L’affaire a ainsi fini par intéresser le monde politique. Fin juin, OMV a augmenté sa participation dans MOL, passant de 10 à 18,6%, à la suite de quoi Ferenc Gyurcsány a déclaré que « le fait qu’une entreprise nationale étrangère lance, sans aucun avertissement préalable, une campagne d’achat d’actions contre une société hongroise, ne pouvait être considéré comme un geste amical». Bien que l’Etat hongrois ne fasse plus partie des propriétaires de MOL, il fait tout son possible «pour que cette campagne hostile n’aboutisse pas». L’argument majeur contre cette tentative de monopolisation réside dans le fait que l’Etat autrichien dispose d’une part décisive dans OMV, et la possibilité qu’un Etat puisse ainsi, même indirectement, avoir une influence sur la situation économique hongroise n’est pas souhaitable.

Par l’instauration de la lex MOL, les tentatives de rachat hostiles deviennent presque impossibles à la Bourse hongroise. Or, cela ne touche pas que les entreprises les plus importantes d’un point de vue stratégique, mais aussi, en fonction de l’interprétation de la loi, n’importe quelle société qui y est représentée.

Il faut cependant avouer que même avant l’intervention gouvernementale, l’alliance OMV–MOL avait très peu de chances de se réaliser. Fin septembre déjà, OMV avait fait une proposition d’achat discrète. Cette manœuvre avait certainement pour objectif d’exercer une pression sur les actionnaires de MOL et par conséquent sur sa direction. Et elle n’est pas restée sans retentissements… Les fonds de placement anglo-saxons qui disposent d'une très petite part dans MOL, ainsi qu'un groupe de promoteurs de Dubaï, qui possède 20% des actions de la société, ont indirectement épaulé OMV et ont salué la possible fusion qui, selon eux, entraînerait une augmentation des rendements et permettrait de résister plus efficacement aux menaces de monopole extérieures.
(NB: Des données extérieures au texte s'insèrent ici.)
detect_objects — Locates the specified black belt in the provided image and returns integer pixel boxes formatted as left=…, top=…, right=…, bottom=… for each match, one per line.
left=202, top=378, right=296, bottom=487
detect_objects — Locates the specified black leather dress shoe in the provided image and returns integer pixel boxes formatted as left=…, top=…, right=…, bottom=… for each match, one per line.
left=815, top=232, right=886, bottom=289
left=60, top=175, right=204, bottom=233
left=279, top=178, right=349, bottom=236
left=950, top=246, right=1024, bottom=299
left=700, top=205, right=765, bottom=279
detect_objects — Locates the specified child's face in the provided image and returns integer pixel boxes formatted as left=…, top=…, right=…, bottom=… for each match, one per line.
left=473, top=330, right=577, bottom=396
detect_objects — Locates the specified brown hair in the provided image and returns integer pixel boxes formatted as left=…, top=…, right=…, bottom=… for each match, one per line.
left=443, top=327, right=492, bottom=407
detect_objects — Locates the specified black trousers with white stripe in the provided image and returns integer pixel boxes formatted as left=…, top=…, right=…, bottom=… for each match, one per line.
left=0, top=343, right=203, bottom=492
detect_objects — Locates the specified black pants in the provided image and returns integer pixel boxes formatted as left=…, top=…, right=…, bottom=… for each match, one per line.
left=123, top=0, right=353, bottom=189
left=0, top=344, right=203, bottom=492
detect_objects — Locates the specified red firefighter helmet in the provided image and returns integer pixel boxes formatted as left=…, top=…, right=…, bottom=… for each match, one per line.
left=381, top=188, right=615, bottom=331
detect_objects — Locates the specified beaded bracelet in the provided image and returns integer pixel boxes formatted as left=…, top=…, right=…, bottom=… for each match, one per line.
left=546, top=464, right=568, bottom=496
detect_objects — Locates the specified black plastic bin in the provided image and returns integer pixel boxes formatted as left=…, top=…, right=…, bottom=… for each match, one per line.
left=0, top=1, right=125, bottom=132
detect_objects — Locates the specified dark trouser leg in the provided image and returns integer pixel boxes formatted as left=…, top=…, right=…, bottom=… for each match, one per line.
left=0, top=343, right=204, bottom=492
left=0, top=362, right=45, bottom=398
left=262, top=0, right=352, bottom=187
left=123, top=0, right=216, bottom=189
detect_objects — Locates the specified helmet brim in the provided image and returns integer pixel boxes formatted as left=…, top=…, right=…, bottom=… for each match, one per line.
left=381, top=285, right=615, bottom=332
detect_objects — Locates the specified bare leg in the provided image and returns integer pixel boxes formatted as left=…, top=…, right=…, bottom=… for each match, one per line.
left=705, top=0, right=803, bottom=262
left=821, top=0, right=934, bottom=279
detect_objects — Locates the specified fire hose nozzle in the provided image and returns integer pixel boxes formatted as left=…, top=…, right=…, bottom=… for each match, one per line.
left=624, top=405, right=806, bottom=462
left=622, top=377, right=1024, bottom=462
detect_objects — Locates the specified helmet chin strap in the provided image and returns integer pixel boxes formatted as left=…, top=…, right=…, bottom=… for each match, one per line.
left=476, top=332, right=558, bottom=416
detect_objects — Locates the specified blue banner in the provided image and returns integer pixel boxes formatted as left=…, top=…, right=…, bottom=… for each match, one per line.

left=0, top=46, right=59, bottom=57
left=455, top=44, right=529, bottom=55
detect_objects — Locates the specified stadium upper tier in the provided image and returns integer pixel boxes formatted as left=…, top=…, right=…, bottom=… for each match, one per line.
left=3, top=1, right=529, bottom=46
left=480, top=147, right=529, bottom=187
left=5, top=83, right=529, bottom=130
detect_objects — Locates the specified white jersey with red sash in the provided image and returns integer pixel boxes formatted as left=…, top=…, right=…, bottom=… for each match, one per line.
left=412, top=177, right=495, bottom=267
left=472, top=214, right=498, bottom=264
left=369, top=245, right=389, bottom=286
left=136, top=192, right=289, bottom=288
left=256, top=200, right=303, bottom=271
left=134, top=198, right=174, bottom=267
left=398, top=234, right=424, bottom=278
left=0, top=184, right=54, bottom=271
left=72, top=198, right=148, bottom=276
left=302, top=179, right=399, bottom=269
Le gouvernement a ainsi clairement exprimé sa position à travers cette mesure préventive, conforme à la réglementation communautaire en vigueur, puisque le nouveau géant gazier et pétrolier que souhaite créer le groupe autrichien créerait une situation de monopole sur le marché de l'énergie, inacceptable pour Bruxelles.

Le réveil du protectionnisme économique est toutefois révélateur d'un nouvel état de fait, à savoir que l'idée même d’Etat-nation soit réapparu, et que cette idée viole, en théorie, le principe de base de l’UE concernant la libre circulation des capitaux. L’acceptation de la lex MOL est dans ce sens un pas décisif et il est significatif qu'elle ait recueilli la majorité renforcée, ce qui signifie que le Fidesz l’a également soutenue. Il faut dire que le protectionnisme économique du plus grand parti d'opposition est une évidence...

L’affaire n’a cependant pas manqué de piquant, huit députés du Parti Socialiste (MSzP) ayant voté contre, et, ce, alors que la discipline de vote est traditionnellement très forte au sein de ce parti. Lajos Bokros, ancien ministre des finances, est clair à ce propos : selon lui, la lex MOL montre bien que l’Etat est prisonnier de certains groupes d’intérêt et que dans cette affaire, il protège les intérêts particuliers d’une minorité. Il qualifie ainsi « d'oligarchies économiques » les directions de l'OTP (Caisse d’Epargne Nationale) et de MOL, ce qui n'est pas tout à fait faux... La crème de l’élite économique a en effet toujours su se placer, y compris à l’époque du changement de régime, et elle a réussi à garder ses positions et son pouvoir indépendamment des changements politiques. La lex MOL en est peut-être la dernière preuve en date.